Perhaps I'm the only one, but I really don't see the logic going on here.

If you know there is a dedicated group of Lucene.net users, then how can you 
claim that the project is stagnant?
There are active questions on the list, etc and there is help commonly offered 
through the mailing lists.
>From time to time as the need arises, the lucene.net is updated (yes I know it 
>may be years between updates)... why is that necessarily bad?

Further, if Apache doesn't want to continue to host development in its current 
state, why hang on to the name instead of releasing it where it can back to 
SourceForge, or codeplex or somewhere else?  Why the iron fist regarding the 
name?  Has the Apache foundation provided some investment to the Lucene.net 
name that they need to protect?  
I understand if they don't want to host a slowly developing product, but the 
name issue has me totally confused.

Heath



-----Original Message-----
From: Grant Ingersoll [mailto:[email protected]] 
Sent: Wednesday, December 29, 2010 10:15 AM
To: [email protected]
Subject: FYI: Vote thread started on [email protected]

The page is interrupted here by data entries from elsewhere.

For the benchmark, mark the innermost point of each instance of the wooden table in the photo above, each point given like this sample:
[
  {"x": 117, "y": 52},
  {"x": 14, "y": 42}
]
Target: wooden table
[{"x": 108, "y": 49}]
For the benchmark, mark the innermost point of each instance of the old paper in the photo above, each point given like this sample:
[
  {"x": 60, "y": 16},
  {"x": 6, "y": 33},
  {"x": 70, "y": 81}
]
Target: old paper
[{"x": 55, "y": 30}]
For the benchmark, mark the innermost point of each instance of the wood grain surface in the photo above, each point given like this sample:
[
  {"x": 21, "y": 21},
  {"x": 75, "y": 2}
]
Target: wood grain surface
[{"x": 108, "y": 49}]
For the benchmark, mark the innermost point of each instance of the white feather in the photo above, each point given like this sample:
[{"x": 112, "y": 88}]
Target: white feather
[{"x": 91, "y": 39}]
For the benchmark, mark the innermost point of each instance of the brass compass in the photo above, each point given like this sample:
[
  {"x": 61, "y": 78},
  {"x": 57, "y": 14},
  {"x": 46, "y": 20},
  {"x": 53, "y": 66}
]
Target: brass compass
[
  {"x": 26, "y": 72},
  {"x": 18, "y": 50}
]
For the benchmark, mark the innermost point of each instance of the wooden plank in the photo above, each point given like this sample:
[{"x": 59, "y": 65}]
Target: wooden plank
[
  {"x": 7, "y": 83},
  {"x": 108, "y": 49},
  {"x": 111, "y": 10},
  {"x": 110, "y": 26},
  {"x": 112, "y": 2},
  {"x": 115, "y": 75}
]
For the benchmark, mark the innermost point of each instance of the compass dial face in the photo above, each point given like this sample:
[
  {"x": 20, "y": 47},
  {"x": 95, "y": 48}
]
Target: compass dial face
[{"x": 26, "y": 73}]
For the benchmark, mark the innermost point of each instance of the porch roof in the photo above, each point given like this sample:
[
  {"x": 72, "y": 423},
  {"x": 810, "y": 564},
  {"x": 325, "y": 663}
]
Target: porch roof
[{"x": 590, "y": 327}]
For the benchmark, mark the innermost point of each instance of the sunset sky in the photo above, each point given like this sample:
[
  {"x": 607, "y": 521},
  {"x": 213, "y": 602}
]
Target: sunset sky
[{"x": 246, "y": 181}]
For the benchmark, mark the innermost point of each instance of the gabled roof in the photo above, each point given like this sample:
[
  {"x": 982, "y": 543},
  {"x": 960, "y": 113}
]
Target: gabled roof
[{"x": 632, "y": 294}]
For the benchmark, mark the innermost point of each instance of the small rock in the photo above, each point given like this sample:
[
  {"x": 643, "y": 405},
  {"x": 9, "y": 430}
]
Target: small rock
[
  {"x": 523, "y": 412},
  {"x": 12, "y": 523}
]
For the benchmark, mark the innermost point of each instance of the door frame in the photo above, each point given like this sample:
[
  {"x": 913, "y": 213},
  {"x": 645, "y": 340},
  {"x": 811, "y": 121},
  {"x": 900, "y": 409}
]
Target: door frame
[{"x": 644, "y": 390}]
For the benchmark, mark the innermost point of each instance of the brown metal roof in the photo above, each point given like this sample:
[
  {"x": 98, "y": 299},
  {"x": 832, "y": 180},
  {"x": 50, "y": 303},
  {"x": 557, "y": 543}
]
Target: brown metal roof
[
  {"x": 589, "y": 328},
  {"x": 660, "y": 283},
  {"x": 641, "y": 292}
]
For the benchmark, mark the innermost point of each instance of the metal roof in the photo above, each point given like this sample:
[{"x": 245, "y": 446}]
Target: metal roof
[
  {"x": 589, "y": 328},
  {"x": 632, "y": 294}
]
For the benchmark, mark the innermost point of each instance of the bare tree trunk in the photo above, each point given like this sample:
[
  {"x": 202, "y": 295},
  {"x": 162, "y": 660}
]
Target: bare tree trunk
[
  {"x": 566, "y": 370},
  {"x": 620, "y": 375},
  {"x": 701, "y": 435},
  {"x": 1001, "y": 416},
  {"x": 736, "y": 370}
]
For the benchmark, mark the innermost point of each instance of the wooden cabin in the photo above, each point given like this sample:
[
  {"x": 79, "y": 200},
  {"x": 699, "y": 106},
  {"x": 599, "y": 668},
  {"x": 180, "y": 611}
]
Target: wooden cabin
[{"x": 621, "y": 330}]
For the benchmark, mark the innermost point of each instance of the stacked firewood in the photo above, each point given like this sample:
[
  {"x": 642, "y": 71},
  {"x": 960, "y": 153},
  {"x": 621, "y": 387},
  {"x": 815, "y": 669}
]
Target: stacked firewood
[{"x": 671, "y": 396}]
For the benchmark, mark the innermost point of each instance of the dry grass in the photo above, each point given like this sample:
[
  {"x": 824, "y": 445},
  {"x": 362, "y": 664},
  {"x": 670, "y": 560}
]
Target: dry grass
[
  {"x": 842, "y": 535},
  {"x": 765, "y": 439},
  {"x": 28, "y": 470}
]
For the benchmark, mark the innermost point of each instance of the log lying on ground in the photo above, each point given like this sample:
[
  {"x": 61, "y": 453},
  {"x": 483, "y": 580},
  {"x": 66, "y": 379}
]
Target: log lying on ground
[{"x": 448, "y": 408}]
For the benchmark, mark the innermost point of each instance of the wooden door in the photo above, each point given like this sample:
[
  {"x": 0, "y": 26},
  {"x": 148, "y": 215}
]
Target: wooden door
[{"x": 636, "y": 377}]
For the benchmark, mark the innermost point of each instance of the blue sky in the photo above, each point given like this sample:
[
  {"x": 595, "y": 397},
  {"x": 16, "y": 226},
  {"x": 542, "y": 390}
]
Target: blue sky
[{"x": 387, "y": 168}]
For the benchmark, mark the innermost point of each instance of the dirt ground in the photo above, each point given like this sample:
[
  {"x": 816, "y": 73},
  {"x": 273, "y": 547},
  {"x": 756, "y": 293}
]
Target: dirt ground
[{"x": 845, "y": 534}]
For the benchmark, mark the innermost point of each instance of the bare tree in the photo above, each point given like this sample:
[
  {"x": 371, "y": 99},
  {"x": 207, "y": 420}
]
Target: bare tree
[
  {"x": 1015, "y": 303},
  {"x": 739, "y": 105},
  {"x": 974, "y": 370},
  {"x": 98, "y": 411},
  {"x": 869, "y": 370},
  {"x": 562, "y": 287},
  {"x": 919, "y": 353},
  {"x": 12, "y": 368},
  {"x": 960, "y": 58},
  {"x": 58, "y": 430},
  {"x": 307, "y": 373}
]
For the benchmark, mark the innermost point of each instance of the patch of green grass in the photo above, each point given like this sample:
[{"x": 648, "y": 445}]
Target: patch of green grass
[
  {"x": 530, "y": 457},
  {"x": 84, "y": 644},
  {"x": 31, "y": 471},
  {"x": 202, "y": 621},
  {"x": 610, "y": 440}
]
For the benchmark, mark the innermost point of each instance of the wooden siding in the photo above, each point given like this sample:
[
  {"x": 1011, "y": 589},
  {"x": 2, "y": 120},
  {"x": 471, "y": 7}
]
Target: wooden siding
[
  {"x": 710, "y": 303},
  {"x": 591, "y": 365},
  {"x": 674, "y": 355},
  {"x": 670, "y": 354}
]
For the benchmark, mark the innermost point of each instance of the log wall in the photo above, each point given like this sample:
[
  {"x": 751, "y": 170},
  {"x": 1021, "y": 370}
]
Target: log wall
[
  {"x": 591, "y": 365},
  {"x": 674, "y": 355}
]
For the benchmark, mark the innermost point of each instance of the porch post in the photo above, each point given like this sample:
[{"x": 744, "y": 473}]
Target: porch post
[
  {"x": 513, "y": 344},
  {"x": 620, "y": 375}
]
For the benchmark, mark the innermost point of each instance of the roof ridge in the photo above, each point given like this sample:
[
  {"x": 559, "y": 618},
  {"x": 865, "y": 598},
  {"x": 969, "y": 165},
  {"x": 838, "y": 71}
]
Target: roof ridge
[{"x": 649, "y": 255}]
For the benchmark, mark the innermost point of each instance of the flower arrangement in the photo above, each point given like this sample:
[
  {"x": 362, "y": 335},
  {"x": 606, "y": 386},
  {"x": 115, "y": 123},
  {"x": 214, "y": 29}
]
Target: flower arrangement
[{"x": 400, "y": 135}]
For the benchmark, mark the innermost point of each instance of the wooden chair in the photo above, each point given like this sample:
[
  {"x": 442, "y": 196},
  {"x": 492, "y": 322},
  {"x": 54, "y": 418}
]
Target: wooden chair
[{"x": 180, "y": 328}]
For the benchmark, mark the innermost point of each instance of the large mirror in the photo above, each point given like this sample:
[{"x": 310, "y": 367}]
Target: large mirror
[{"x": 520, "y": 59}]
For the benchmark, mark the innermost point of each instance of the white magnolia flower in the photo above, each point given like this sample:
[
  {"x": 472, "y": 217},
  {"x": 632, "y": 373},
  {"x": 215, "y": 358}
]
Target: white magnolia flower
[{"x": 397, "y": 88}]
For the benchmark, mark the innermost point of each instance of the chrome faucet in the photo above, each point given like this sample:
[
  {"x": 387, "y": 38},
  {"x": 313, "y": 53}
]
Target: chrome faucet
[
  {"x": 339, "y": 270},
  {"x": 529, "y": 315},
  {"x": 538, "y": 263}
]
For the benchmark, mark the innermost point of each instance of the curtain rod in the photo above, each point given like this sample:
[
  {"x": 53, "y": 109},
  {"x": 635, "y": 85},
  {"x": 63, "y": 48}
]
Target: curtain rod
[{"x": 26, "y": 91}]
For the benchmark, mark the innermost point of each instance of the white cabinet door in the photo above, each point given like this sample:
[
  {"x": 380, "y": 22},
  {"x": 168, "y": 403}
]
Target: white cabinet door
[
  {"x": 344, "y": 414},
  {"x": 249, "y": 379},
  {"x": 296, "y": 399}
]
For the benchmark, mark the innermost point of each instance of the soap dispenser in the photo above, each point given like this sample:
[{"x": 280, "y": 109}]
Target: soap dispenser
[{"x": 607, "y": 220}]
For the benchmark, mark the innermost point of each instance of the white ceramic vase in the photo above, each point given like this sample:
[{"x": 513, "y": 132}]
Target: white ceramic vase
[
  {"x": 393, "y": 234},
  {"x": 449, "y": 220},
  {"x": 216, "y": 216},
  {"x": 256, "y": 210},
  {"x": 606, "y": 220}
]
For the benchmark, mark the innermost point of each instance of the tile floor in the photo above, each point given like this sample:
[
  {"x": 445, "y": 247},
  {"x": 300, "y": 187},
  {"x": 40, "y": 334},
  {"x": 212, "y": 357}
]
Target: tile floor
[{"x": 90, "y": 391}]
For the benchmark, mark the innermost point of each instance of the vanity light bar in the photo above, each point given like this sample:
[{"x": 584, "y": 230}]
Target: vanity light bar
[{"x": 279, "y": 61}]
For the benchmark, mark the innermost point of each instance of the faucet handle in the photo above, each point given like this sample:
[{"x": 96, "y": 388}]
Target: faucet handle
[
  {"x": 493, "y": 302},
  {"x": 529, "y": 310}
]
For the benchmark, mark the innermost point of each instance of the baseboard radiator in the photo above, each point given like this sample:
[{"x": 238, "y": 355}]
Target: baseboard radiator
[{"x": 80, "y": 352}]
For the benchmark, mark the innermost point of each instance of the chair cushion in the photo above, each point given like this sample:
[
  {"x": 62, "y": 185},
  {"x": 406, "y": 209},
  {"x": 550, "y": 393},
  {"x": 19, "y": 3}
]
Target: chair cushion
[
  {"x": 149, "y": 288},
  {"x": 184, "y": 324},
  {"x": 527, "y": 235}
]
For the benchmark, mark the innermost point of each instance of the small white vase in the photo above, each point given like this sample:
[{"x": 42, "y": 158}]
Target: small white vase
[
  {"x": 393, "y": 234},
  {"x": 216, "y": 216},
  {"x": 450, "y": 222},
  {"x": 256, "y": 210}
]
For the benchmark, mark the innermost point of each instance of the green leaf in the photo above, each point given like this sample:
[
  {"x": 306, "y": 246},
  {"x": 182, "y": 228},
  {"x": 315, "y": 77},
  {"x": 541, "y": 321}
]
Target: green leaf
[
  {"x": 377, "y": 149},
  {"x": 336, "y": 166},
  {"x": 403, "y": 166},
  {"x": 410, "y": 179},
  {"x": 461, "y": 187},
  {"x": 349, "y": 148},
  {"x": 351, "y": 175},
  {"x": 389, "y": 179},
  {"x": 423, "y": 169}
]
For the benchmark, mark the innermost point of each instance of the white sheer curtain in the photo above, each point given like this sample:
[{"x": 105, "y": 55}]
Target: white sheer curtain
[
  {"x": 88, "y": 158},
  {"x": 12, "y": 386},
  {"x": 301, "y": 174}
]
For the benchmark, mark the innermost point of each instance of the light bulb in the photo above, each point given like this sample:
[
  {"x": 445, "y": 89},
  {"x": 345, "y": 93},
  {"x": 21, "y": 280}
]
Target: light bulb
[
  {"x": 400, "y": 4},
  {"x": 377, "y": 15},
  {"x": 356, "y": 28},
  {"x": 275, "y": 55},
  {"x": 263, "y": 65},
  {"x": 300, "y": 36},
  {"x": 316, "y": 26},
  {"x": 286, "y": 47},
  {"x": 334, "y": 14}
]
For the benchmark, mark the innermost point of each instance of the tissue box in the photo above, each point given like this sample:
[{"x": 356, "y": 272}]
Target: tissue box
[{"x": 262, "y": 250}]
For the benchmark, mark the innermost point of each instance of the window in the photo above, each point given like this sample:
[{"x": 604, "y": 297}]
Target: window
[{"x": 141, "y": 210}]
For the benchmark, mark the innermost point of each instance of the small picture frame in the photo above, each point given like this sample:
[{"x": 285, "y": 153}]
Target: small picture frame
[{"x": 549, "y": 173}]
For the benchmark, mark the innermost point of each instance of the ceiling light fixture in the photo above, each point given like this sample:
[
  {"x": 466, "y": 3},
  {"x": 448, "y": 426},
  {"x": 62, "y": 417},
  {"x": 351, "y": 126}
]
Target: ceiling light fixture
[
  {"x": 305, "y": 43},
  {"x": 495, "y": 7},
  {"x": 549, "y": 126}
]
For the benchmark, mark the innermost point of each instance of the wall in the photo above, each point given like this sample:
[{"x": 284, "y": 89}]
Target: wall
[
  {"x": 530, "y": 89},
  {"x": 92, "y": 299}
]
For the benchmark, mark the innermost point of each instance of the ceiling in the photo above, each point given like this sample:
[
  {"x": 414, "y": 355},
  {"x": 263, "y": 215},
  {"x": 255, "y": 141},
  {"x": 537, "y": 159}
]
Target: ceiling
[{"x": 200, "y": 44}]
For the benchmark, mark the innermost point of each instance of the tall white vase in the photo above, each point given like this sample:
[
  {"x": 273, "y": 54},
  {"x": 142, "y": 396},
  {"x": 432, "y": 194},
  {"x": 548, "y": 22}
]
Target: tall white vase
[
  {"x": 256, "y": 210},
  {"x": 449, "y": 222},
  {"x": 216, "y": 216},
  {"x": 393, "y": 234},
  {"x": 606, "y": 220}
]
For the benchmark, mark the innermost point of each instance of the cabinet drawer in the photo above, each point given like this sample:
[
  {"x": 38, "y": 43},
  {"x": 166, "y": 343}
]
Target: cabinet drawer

For those of you who have been following the threads about the status of 
Lucene.NET, as the Lucene PMC Chair, I have started the formal process for a 
PMC vote for shutting down this project due to stagnation on the development 
side, effective Jan. 31, 2011.   The thread is taking place on the 
[email protected] mailing list, which is where the PMC does most of 
it's business.  

I view this as a pretty unfortunate situation as I know there are a group of 
dedicated users in this community, but it is apparent that development has 
completely stagnated and also that the Lucene PMC as it is currently 
constituted is not interested in the .NET version of Lucene.  Should the vote 
pass, my sincere hope is there is enough galvanization within the community 
here to put together a list of committers and a proposal and go back to the 
Apache Incubator to become a standalone project governed by people who are 
interested in Lucene.NET moving forward.  If that works, we can simply migrate 
people on this list to the incubator lists.  If it doesn't work, I suspect we 
will shut down the dev mailing list and put JIRA into a read-only mode as well 
as put SVN into a read-only mode.  I am not sure what should be done w/ the 
user list, but it will likely be shut down too.